Some studies have found an association between BMI and CKD, while others have not observed such a relationship. For instance, in an American prospective study involving 11,104 healthy men, those in the highest BMI quintile (> 26.6 kg/m2) exhibited a higher risk of incident CKD than participants in the lowest quintile (< 22.7 kg/m2), with an odds ratio (OR) of 1.45 and a 95% CI of 1.19 to 1.76; the trend was statistically significant (p< 0.001) [12]. Similarly, a prospective study of 62,249 healthy, young, and middle-aged Korean individuals found that being overweight (BMI= 23.0-24.9 kg/m2) or obese (BMI > 25.0 kg/m2), even without metabolic abnormalities, was associated with a higher incidence of CKD [22]. However, other cohort and case-control studies did not demonstrate a significant association between BMI and CKD [13,23]. In Japan, while an association between the binary variable of obesity and CKD has been reported [14], no study has yet explored the relationship between individual BMI categories and CKD risk.
There is limited evidence regarding the impact of physical activity on CKD risk factors in healthy individuals. A cohort study involving 9,082 healthy adults from the National Health and Nutrition Examination Survey II in the United States found that physical inactivity was linked to an increased risk of ESRD and CKD mortality [24]. Conversely, another cohort study with 4,902 healthy adults in Japan found no significant relationship between physical activity and CKD risk, as defined by the onset of proteinuria [19]. In our study, we observed a significant inverse relationship between hours of exercise and CKD mortality, but only among men. Therefore, our findings, along with those from previous studies, are inconsistent, indicating that further research is needed to clarify the effects of exercise on CKD in healthy populations.
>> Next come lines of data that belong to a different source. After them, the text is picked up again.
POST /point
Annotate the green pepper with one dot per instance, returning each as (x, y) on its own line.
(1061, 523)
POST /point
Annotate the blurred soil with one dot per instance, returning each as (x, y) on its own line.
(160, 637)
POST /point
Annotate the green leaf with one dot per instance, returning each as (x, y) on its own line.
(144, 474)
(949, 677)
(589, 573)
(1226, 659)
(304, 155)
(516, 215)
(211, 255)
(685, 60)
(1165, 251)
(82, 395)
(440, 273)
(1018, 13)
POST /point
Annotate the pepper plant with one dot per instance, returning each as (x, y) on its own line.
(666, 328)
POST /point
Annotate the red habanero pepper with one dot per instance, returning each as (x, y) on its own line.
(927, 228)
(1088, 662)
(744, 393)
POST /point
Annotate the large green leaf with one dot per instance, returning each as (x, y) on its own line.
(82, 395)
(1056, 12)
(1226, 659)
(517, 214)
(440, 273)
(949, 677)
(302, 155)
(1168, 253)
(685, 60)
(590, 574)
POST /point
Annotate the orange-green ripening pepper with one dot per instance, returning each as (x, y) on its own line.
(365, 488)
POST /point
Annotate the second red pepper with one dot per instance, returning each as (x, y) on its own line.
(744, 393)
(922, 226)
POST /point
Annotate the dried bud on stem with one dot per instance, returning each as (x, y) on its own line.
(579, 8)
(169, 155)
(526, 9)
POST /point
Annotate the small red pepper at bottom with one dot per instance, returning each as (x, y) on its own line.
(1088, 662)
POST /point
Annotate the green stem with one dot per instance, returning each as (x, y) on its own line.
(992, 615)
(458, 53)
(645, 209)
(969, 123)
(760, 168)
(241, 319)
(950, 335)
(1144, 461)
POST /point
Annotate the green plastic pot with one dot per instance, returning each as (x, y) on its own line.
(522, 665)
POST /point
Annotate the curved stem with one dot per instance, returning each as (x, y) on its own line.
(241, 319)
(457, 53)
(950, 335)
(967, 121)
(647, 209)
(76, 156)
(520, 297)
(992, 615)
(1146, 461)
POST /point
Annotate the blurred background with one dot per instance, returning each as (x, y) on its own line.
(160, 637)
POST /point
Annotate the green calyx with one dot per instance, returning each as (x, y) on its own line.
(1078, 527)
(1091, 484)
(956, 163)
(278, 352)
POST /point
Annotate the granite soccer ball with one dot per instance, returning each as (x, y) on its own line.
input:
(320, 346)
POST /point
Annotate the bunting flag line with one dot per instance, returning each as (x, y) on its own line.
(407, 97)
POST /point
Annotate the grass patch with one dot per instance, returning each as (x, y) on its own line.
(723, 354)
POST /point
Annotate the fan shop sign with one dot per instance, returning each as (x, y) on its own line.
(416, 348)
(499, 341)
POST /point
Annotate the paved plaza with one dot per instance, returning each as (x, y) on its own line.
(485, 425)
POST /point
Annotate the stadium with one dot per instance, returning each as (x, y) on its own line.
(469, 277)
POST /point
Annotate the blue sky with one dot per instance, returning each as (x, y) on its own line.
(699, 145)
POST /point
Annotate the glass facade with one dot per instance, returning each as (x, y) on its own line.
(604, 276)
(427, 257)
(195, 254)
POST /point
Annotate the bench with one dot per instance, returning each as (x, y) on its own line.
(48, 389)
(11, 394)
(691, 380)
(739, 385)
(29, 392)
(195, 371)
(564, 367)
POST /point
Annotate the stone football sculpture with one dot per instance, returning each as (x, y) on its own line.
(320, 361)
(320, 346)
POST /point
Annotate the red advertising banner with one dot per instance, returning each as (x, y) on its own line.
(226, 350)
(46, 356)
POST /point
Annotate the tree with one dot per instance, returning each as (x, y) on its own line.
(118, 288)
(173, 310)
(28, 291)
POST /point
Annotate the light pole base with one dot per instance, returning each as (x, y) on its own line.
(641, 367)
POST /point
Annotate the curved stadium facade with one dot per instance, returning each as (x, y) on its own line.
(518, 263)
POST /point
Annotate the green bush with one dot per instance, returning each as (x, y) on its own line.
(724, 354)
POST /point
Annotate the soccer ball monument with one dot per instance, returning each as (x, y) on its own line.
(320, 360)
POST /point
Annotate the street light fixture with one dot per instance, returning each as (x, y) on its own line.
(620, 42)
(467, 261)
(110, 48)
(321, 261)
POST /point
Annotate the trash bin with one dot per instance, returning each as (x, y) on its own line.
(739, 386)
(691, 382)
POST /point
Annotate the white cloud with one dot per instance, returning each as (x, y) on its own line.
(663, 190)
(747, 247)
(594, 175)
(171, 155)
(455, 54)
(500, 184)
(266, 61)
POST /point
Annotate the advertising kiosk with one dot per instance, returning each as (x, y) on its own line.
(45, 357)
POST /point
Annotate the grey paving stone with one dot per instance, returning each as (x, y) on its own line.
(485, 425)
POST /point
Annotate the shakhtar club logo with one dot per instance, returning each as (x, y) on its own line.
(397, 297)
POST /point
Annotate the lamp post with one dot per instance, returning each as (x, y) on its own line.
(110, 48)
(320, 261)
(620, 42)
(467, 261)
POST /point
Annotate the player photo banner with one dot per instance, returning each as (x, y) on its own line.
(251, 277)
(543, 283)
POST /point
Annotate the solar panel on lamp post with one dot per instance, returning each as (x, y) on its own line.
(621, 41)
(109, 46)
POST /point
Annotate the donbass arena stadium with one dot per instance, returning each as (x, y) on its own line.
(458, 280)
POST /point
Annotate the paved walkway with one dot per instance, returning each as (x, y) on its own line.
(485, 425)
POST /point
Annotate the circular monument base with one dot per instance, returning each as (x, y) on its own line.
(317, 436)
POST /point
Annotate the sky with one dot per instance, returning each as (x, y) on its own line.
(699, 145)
The relationship between alcohol consumption and the development of CKD has been a subject of debate in the literature. A prospective cohort study involving 1,658 women nurses in the United States found that light to moderate alcohol intake did not adversely affect renal function [25]. Conversely, a cohort study with 3,392 American participants indicated that heavy drinking, defined as consuming 4 or more servings of alcohol per day, was associated with an increased risk of CKD [15]. Studies from Japan and the Netherlands reported an inverse association between alcohol consumption and the risk of CKD [14,18]. In our study, we observed an inverse association between alcohol consumption and mortality from CKD, even though the alcohol intake exceeded the recommended levels for the Japanese population (less than 20 g/day). The biological mechanisms by which alcohol consumption may reduce the risk of CKD remain unclear. Clinical trials have demonstrated that light to moderate alcohol consumption can increase serum high-density lipoprotein cholesterol [18,26], decrease plasma fibrinogen levels [26], and inhibit induced platelet aggregation [26]. Additionally, autopsy data from the Honolulu Heart Program revealed a strong protective association between alcohol intake and hyalinization of renal arterioles [27]. Arteriosclerotic changes in the kidneys are a major cause of the decline in the estimated glomerular filtration rate (GFR) [28].
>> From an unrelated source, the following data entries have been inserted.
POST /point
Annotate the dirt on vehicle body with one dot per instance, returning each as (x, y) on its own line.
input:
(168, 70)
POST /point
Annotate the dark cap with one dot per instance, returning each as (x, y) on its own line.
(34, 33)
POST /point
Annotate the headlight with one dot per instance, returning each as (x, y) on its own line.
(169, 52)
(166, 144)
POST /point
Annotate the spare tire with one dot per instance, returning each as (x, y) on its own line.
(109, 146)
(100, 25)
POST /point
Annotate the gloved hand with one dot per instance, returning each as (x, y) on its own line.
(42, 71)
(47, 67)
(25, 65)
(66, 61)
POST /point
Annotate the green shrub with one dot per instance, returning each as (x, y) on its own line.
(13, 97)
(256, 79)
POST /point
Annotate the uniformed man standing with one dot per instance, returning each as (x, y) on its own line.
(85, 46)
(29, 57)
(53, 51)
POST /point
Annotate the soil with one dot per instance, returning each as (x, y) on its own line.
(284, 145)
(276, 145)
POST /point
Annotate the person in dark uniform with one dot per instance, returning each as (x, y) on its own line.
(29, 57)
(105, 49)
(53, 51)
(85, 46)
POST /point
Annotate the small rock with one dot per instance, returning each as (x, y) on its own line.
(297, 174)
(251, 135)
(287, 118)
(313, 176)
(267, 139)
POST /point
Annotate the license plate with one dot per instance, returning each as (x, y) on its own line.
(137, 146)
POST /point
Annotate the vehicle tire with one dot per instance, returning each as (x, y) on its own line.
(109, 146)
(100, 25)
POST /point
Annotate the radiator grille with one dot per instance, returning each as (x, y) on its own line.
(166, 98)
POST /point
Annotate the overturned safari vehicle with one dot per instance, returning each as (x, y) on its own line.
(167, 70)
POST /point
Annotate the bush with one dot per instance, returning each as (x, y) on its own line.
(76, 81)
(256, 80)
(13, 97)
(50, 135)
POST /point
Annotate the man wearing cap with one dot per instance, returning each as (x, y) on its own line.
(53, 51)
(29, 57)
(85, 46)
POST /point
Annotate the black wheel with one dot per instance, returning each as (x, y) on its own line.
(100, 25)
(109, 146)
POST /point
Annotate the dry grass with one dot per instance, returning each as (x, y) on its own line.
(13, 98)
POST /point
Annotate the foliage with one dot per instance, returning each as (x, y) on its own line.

Several studies have shown associations between smoking and both the onset of CKD and progression to ESRD [14,29-33]. A cross-sectional study involving 7,476 participants in the Netherlands revealed a dose-dependent relationship between the number of cigarettes smoked and several renal indicators, including microalbuminuria, albuminuria, elevated GFR, and decreased GFR [33]. Similarly, a prospective cohort study of 65,589 participants in Norway found a dose-dependent association between the number of cigarettes smoked and the risk of kidney failure. Additionally, the study observed a dose-dependent relationship between smoking cessation and a reduced risk of kidney failure in men [32]. In terms of the mechanisms by which smoking contributes to kidney dysfunction, several have been proposed. These include endothelial cell dysfunction, the formation of advanced glycation end products, and insulin resistance [34]. These factors may create a hypoxic and ischemic environment in the renal arterial system, leading to morphological changes such as glomerular sclerosis, tubular atrophy, and interstitial fibrosis. Ultimately, these changes contribute to a decline in renal function [35].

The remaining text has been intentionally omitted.